ÖKOBÜRO-Tagung: "Was kostet die Umwelt?"

GATS und die Umweltrelevanz der WTO-Abkommen - Stellungnahme der österreichischen Umwelt-NGOs zur 5. Ministerkonferenz in Cancun, September 2003

Wien (OTS) - Bei der ÖKOBÜRO-Tagung "Was kostet die Umwelt?" -eine Kooperation mit der AK, der Stadt Wien und dem BMLFUW -diskutieren heute ExpertInnen aus Wissenschaft, Verwaltung, Umwelt-und Entwicklungs-NGOs sowie VertreterInnen der Bundesarbeitskammer und der Industrie über GATS und die Umweltrelevanz der WTO-Abkommen, die bei der 5. Ministerkonferenz der WTO in Cancun im kommenden September zur Debatte stehen. "Besonders brisant werden in Cancun die Diskussionen um das Verhältnis zwischen internationalem Freihandelsrecht und internationalem Umweltrecht sowie die Verhandlungen um TRIPS, GATS und die Landwirtschaft sein", so Fritz Kroiss, ÖKOBÜRO. "Wichtig ist auch die Frage, wie die Praxis der Streitbeilegungsinstanzen der WTO in Zukunft aussieht, denn den Umweltabkommen fehlt der Durchsetzungsmechanismus."

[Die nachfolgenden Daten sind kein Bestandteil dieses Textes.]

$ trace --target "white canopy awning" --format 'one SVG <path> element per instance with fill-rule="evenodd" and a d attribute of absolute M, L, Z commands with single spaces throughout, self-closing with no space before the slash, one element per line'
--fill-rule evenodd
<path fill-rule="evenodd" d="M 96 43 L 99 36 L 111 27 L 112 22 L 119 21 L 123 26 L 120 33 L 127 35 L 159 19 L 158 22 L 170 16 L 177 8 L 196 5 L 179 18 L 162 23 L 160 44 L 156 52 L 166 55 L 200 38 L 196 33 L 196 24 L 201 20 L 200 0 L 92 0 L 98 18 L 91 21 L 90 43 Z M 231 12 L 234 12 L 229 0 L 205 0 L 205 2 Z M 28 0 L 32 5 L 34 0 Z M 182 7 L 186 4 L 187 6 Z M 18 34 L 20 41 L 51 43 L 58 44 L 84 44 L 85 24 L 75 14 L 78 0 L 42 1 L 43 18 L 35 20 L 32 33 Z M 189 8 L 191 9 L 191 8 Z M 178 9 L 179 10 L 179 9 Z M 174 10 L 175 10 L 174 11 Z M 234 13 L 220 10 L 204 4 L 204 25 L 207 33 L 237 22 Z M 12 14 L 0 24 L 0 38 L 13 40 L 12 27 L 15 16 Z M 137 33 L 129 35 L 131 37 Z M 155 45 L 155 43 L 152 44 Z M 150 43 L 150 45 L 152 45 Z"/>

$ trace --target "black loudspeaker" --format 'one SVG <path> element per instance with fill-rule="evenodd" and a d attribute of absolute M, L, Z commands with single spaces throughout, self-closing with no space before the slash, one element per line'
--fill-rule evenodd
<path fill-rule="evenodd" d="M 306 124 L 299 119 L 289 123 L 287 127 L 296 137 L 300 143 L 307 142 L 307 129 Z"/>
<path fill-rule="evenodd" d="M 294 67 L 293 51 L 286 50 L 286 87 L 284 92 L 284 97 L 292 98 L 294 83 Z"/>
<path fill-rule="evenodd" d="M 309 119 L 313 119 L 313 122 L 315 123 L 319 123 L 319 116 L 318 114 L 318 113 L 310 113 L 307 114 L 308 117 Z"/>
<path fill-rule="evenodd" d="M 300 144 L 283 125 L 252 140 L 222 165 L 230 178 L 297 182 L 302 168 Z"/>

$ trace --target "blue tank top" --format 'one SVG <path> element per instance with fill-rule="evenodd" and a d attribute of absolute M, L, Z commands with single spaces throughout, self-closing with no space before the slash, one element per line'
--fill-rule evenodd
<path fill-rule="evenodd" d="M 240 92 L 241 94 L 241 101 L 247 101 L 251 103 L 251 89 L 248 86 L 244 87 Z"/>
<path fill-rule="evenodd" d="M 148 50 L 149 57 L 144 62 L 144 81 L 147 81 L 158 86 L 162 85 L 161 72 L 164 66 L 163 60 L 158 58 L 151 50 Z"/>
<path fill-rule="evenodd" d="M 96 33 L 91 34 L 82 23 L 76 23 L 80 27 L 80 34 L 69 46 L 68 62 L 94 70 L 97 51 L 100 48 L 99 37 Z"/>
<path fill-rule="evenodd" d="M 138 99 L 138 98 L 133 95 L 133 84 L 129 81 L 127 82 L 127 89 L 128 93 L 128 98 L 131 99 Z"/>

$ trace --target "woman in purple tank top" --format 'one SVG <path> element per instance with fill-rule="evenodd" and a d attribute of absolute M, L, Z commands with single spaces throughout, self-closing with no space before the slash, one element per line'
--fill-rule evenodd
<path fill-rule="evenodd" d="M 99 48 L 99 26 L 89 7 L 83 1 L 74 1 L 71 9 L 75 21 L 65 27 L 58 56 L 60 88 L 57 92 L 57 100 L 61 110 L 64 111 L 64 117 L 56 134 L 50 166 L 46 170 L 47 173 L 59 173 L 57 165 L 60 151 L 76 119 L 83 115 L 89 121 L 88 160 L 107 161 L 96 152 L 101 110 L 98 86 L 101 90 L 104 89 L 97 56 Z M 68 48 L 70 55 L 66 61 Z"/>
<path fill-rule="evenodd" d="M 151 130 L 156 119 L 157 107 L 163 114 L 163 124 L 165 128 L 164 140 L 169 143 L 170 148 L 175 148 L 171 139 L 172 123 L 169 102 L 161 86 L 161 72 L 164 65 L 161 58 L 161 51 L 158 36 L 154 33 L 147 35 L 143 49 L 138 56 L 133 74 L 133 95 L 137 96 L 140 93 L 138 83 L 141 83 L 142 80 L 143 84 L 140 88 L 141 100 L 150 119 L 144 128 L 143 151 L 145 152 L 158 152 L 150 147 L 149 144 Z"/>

Bedenklich ist auch die Frage über ein künftiges Investitionsschutzabkommen im Rahmen der WTO. Der Beitrag von Herbert Schaupp, WWF, richtet sich gegen den Start von Verhandlungen darüber:
"Das würde einen Stopp und Rückschritt der Umweltgesetzgebung bedeuten - vor allem in Entwicklungsländern, deren Umweltgesetze noch nicht ausgereift sind. Auf dem Spiel stehen die letzten Naturreichtümer der Erde. Das richtige Forum für Entscheidungen über Investitionen ist daher die UNO."

Iris Strutzmann von GLOBAL 2000 fordert vor weiteren Liberalisierungsschritten im Agrarsektor eine Evaluierung der Auswirkungen. "Denn die Gleichung - Handelsliberalisierung führt zu allgemeinem Wohlstand - geht nicht auf. Verlierer sind in erster Linie die Menschen der Entwicklungsländer und die Umwelt. Es wird immer mehr für den Weltmarkt zu billigen Preisen produziert und für den Eigenbedarf müssen mehr Produkte zugekauft werden," so Strutzmann. "Exportsubventionen, die in Europa und den USA produzierte Lebensmittel künstlich verbilligen, müssen abgeschafft werden."

Bei den Verhandlungen um TRIPS(Agreement on Trade-Related Aspects of Intellecutal Property Right) geht es die gewichtige Frage, wer sich unter welchen Bedingungen die alleinigen kommerziellen Nutzungsrechte der pflanzengenetischen Ressourcen der Welt sichern kann: "TRIPS - Das Abkommen über den rechtlichen Schutz geistigen Eigentums ermöglicht die Patentierung von Lebewesen oder Teilen davon. Der Vereinnahmung von Mensch und Natur durch die Industrie muss durch ein internationales Verbot von Biopatenten ein Riegel vorgeschoben werden", fordert Thomas Fertl, Greenpeace.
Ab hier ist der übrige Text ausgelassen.